17 Balaque e os líderes moabitas estavam reunidos próximo às ofertas queimadas quando Balaão voltou. E Balaque perguntou-lhe: “O que o SENHOR disse?” Balaão voltou, e eis que Balaque ainda estava junto do holocausto, e os chefes dos moabitas estavam com ele. Balaque perguntou: — O que foi que o SENHOR falou?
18 Então ele pronunciou esta mensagem: “Levante-se Balaque, e ouça-me. Preste atenção, você, filho de Zipor. Então Balaão proferiu a sua palavra e disse: “Levante-se, Balaque, e ouça; escute-me, filho de Zipor:
19 Deus não é homem, pois não mente, nem um filho de homem para que se arrependa. Ele faz o que promete e cumpre o que diz. Deus não é homem, para que minta; nem filho de homem, para que mude de ideia. Será que, tendo ele prometido, não o fará? Ou, tendo falado, não o cumprirá?
20 Ele me mandou abençoar. Não posso anular o que ele abençoou. Eis que recebi ordem para abençoar; ele abençoou, não o posso revogar.
21 Ele não encontrou pecado em Jacó, nem viu erro algum em Israel. O SENHOR, o seu Deus, está com eles; e no meio deles ouve-se o grito de que o SENHOR é o Rei. Não viu desgraça em Jacó, nem contemplou calamidade em Israel; o SENHOR, seu Deus, está com eles; no meio deles se ouvem aclamações ao seu Rei.
22 Deus os tirou do Egito. Israel tem a força de um boi selvagem. Deus os tirou do Egito; as forças deles são como as do boi selvagem.
23 Não há magia capaz de amaldiçoar Jacó, nem de prever algum mal contra Israel. Na verdade todos podem dizer de Jacó e de Israel: ‘Vejam só o que Deus tem feito!’ Pois contra Jacó não vale encantamento, nem adivinhação contra Israel; agora, se poderá dizer de Jacó e de Israel: Que coisas tem feito Deus!
24 Esse povo se levanta como uma leoa; ergue-se como um leão, que não se deita até devorar o animal que capturou e beber o sangue de suas vítimas”. Eis que o povo se levanta como leoa e se ergue como leão; não se deita até que devore a presa e beba o sangue dos que forem mortos.”
25 Então Balaque disse a Balaão: “Se você não vai amaldiçoar esse povo, pelo menos não o abençoe”. Então Balaque disse a Balaão: — Não amaldiçoe o povo, mas também não o abençoe.
26 Mas Balaão respondeu: “Eu já não lhe disse que faria tudo o que o SENHOR mandasse?” Porém Balaão respondeu e disse a Balaque: — Eu não tinha dito a você: tudo o que o SENHOR falar, isso farei?

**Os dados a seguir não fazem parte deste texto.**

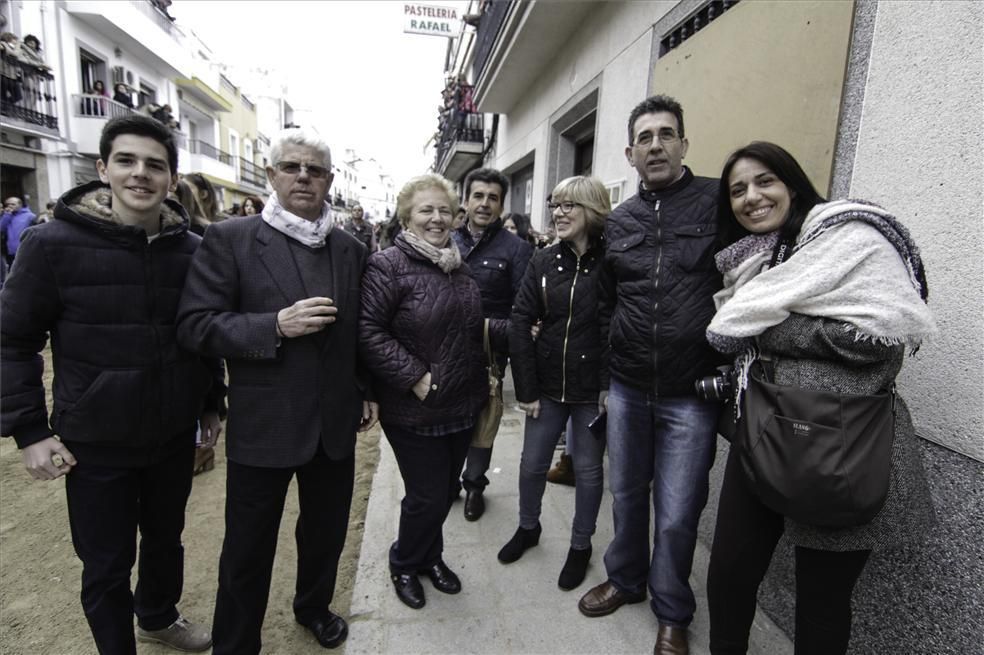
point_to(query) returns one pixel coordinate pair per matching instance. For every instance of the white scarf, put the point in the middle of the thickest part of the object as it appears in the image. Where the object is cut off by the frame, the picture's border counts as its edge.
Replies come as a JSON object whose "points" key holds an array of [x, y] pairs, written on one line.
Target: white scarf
{"points": [[853, 262], [311, 233], [447, 258]]}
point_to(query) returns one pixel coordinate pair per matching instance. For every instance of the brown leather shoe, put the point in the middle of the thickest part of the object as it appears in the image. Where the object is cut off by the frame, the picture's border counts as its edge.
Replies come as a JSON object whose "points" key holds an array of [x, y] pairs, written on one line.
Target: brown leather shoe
{"points": [[671, 640], [605, 599]]}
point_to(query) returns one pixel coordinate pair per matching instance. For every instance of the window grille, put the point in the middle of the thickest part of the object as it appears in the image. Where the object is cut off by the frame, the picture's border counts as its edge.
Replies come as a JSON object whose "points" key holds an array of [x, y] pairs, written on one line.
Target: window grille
{"points": [[698, 20]]}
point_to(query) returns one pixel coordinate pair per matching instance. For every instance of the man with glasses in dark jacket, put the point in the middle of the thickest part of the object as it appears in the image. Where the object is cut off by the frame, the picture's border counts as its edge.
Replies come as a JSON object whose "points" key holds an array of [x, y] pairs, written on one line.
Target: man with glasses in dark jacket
{"points": [[655, 301], [498, 260]]}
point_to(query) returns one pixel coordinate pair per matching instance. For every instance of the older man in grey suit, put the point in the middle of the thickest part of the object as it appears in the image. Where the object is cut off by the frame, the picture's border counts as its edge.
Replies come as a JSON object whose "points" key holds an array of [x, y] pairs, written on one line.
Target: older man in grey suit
{"points": [[277, 295]]}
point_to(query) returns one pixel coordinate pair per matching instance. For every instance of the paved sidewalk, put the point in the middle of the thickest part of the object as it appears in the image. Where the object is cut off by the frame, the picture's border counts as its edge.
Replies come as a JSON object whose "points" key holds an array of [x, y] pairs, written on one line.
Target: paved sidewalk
{"points": [[515, 608]]}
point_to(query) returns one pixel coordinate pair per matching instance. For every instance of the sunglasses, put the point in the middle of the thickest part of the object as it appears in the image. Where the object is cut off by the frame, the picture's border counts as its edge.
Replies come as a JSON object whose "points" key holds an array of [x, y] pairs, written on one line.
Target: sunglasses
{"points": [[294, 168]]}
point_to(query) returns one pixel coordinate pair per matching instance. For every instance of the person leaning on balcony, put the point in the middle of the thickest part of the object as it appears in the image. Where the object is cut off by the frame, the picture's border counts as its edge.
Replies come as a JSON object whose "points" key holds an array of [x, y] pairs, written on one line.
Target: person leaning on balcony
{"points": [[29, 52], [121, 94], [10, 72], [96, 106]]}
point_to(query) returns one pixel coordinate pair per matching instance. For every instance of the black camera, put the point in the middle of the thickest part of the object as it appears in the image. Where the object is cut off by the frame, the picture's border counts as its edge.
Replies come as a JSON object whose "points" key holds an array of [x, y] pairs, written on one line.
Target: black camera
{"points": [[716, 388]]}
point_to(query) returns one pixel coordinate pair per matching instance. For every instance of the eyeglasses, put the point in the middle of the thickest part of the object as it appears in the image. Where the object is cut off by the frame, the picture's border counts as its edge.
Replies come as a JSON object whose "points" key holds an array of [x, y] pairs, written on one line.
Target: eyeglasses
{"points": [[665, 136], [293, 168], [565, 207]]}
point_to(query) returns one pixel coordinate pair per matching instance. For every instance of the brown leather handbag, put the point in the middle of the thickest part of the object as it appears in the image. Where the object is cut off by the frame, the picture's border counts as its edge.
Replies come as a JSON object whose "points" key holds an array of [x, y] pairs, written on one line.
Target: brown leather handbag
{"points": [[819, 457], [487, 424]]}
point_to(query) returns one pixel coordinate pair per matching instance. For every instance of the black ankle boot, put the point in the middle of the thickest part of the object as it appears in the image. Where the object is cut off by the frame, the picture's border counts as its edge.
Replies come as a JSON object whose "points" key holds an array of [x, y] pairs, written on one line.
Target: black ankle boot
{"points": [[574, 569], [516, 546]]}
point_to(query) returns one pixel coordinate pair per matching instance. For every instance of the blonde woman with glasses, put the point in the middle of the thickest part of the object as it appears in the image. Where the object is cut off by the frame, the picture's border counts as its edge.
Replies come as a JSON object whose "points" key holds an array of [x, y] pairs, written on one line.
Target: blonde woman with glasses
{"points": [[559, 375]]}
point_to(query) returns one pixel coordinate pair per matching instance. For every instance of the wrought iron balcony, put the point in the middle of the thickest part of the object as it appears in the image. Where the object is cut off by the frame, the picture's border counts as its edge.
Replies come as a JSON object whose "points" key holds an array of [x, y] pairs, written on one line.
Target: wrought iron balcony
{"points": [[28, 96], [89, 105], [460, 143]]}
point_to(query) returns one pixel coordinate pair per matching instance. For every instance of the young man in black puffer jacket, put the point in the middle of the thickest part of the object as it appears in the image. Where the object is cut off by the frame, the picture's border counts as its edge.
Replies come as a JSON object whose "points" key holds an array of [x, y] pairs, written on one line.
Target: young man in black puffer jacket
{"points": [[104, 279], [655, 301]]}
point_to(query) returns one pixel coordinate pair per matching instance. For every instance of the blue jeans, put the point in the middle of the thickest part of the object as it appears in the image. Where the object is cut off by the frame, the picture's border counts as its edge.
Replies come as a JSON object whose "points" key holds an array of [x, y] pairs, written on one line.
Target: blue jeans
{"points": [[666, 444], [539, 441]]}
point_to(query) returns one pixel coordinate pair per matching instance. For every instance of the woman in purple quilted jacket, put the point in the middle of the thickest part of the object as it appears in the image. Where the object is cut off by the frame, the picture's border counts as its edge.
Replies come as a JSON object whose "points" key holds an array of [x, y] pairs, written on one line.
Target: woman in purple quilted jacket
{"points": [[421, 334]]}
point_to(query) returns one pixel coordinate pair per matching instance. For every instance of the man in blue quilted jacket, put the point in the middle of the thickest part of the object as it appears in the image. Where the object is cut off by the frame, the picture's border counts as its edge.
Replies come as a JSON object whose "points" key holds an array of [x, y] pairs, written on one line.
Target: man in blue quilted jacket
{"points": [[655, 301], [497, 259]]}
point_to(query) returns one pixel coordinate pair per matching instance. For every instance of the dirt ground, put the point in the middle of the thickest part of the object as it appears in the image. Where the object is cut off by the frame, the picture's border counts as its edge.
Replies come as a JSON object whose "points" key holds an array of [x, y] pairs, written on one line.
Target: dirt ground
{"points": [[40, 574]]}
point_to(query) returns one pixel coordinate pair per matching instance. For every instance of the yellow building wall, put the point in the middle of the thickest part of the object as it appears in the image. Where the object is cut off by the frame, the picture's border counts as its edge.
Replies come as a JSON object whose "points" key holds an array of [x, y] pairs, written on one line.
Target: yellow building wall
{"points": [[243, 121], [764, 71]]}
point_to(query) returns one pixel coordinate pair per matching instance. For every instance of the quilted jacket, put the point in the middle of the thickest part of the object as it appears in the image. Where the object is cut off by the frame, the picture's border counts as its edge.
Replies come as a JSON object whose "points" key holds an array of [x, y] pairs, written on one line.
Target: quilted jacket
{"points": [[414, 319], [564, 363], [108, 298], [656, 286]]}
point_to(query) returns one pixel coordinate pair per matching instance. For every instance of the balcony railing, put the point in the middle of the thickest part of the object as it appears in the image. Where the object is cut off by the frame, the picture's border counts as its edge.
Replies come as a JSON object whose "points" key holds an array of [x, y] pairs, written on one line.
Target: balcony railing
{"points": [[89, 105], [250, 173], [488, 29], [199, 147], [28, 95], [463, 126], [162, 20]]}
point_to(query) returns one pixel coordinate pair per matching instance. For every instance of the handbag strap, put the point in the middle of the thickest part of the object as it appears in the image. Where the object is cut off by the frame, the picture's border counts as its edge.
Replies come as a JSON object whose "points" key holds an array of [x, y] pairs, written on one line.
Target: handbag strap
{"points": [[485, 341]]}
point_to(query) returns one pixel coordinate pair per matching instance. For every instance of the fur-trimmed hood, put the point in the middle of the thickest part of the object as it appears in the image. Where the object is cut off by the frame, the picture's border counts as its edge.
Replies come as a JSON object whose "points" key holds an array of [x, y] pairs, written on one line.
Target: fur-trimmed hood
{"points": [[92, 205]]}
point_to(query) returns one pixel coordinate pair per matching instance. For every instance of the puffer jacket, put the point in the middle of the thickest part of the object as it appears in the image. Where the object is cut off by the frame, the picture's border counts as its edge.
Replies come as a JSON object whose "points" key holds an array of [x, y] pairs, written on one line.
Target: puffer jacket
{"points": [[497, 262], [656, 286], [565, 361], [109, 299], [414, 319]]}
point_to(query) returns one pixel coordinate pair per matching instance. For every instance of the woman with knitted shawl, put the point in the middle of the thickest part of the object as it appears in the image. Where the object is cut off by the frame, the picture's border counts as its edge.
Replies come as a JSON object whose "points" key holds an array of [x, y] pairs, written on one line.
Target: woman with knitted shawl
{"points": [[833, 293]]}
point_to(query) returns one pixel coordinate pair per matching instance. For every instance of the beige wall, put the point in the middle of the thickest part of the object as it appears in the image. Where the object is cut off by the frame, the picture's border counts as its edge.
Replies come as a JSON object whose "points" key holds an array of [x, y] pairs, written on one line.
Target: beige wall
{"points": [[765, 70]]}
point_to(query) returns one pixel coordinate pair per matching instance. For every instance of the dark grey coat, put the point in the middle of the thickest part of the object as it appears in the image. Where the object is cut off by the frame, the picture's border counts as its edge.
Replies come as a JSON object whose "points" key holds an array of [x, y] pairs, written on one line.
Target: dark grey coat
{"points": [[818, 353], [285, 396]]}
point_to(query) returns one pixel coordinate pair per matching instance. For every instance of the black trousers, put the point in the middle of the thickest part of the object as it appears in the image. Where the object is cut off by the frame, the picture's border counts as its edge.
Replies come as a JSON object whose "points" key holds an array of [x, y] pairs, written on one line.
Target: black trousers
{"points": [[107, 505], [254, 506], [429, 467], [745, 537]]}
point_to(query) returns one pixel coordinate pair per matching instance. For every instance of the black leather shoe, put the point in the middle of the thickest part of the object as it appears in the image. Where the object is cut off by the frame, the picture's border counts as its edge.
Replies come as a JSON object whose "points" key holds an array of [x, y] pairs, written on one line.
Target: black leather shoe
{"points": [[409, 590], [474, 505], [520, 542], [575, 568], [444, 579], [330, 631]]}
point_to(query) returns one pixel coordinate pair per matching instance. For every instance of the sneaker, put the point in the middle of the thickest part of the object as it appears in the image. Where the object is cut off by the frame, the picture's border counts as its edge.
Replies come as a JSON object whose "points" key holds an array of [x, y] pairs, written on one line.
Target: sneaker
{"points": [[180, 635]]}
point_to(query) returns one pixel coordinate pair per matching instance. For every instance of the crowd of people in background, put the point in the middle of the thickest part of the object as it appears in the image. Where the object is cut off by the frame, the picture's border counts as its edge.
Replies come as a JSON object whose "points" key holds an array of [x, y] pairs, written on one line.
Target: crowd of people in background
{"points": [[607, 320], [20, 61]]}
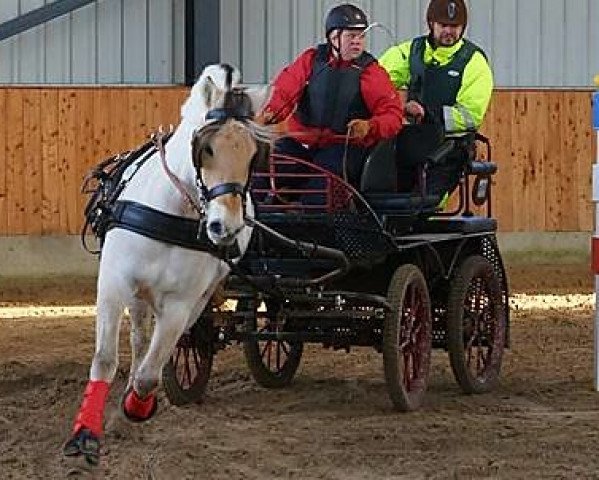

27 Então Balaque disse a Balaão: “Venha comigo a um outro lugar. Talvez Deus concorde em deixar que você amaldiçoe o povo dali”. Então Balaque disse a Balaão: — Venha, por favor, que eu o levarei a outro lugar. Talvez pareça bem aos olhos de Deus que dali você amaldiçoe o povo.
28 E Balaque levou Balaão para o alto do monte Peor, de onde podiam ver o deserto de Jesimom. Assim, Balaque levou Balaão consigo ao alto do monte Peor, de onde se avista o deserto.
29 E Balaão disse a Balaque: “Construa aqui sete altares e prepare sete novilhos e sete carneiros para mim”. Balaão disse a Balaque: — Construa neste lugar sete altares e prepare sete novilhos e sete carneiros para mim.
30 E Balaque obedeceu às ordens de Balaão, oferecendo um novilho e um carneiro sobre cada altar. Balaque fez como Balaão havia ordenado e ofereceu sobre cada altar um novilho e um carneiro.